By Joshua Worlasi AMLANU

The country’s public debt declined by GH¢82.1billion in 2025 – one of the largest annual reductions in its fiscal history – as tighter expenditure controls and improved macroeconomic conditions strengthened government’s balance sheet, the finance ministry said.

In a statement, the ministry said the debt stock fell from GH¢726.7billion, equivalent to 61.8 percent of gross domestic product (GDP) in December 2024, to GH¢641billion or 45.3 percent of GDP by end-December 2025. The decline was driven by stronger fiscal outturns and debt management measures implemented during the year.

The fiscal turnaround was anchored by a narrower deficit and a return to primary surpluses. The overall fiscal deficit on a commitment basis narrowed to 1.0 percent of GDP in 2025, significantly below the 2.8 percent target.

The primary balance on the same basis recorded a surplus of 2.6 percent of GDP, exceeding the 1.5 percent goal. On a cash basis, the overall deficit came in at 3.1 percent of GDP compared with a target of 3.8 percent while the primary balance posted a surplus of 0.5 percent of GDP.

The ministry said this outcome reflects fiscal discipline, tighter commitment controls, revenue mobilisation reforms and spending restraint, supported by prudent monetary policy.

These measures reversed the macroeconomic conditions prevailing at the end of 2024, when the primary balance showed a deficit of 3.0 percent of GDP, inflation stood at 23.8 percent and the 91-day Treasury bill rate was 27.7 percent. The cedi had also depreciated by 19.2 percent against the U.S. dollar at that time.

Inflation has since fallen sharply. Consumer price growth declined for 13 consecutive months, dropping by 19.7 percentage points from 23.5 percent in January 2025 to 3.8 percent in January 2026. Government also reported that inflation moderated from 23.8 percent in 2024 to 5.4 percent in 2025 before easing further to the current level.
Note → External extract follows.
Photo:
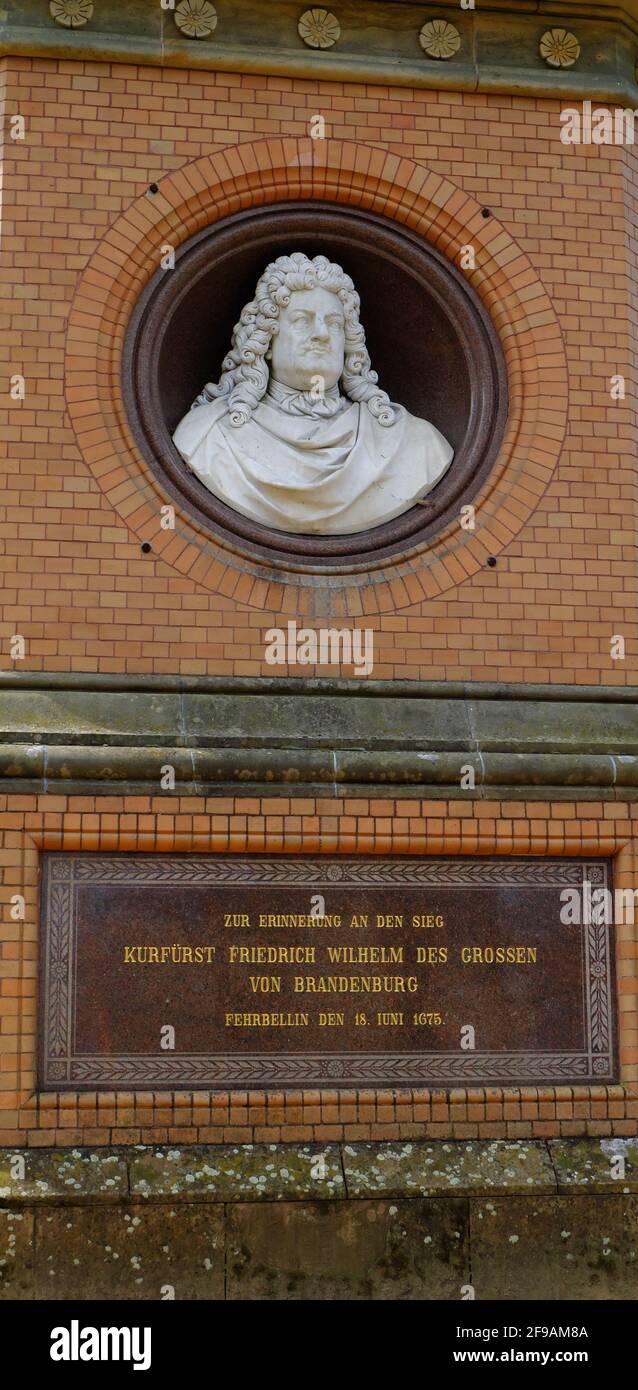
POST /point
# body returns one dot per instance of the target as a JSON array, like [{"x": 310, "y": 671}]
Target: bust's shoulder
[{"x": 196, "y": 424}]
Interest rates followed the disinflation trend. The 91-day Treasury bill rate declined from 27.7 percent at end-2024 to 11 percent for December 2025 and further to 6.5 percent in February 2026.

The average commercial bank lending rate fell from 30.25 percent in 2024 to 20.45 percent in 2025. With inflation now at 3.8 percent, authorities expect lending rates to continue trending lower, reducing government borrowing costs and supporting private sector activity.

Credit to the private sector expanded by GH¢17.1billion in 2025, reflecting improved liquidity conditions and lower rates. Government expects further credit growth in 2026 as financial conditions ease.

Currency stability also improved. The cedi appreciated by 40.7 percent against the U.S. dollar by end-December 2025, reversing the previous year’s depreciation. It also strengthened by 30.9 percent against the pound sterling and 24 percent against the euro.

External balances strengthened alongside fiscal consolidation. The current account recorded a surplus of US$9.1billion in 2025 compared with US$1.5billion in 2024. Gross international reserves rose to US$13.8billion, providing import cover equivalent to 5.7 months.

Economic growth accelerated during the year. Provisional data show real GDP expanded by 6.1 percent year-on-year in the first three quarters of 2025, driven mainly by services and agriculture. Non-oil growth reached 7.5 percent over the same period, up from 5.8 percent in 2024.

The Finance Ministry described 2025 as a period of broad-based macroeconomic turnaround. It said the administration remains committed to sustaining fiscal discipline and structural reforms to consolidate the gains, create jobs and support economic transformation.

Authorities have signalled continued focus on debt sustainability, revenue reforms and prudent monetary coordination to anchor the recovery and limit renewed macroeconomic pressures.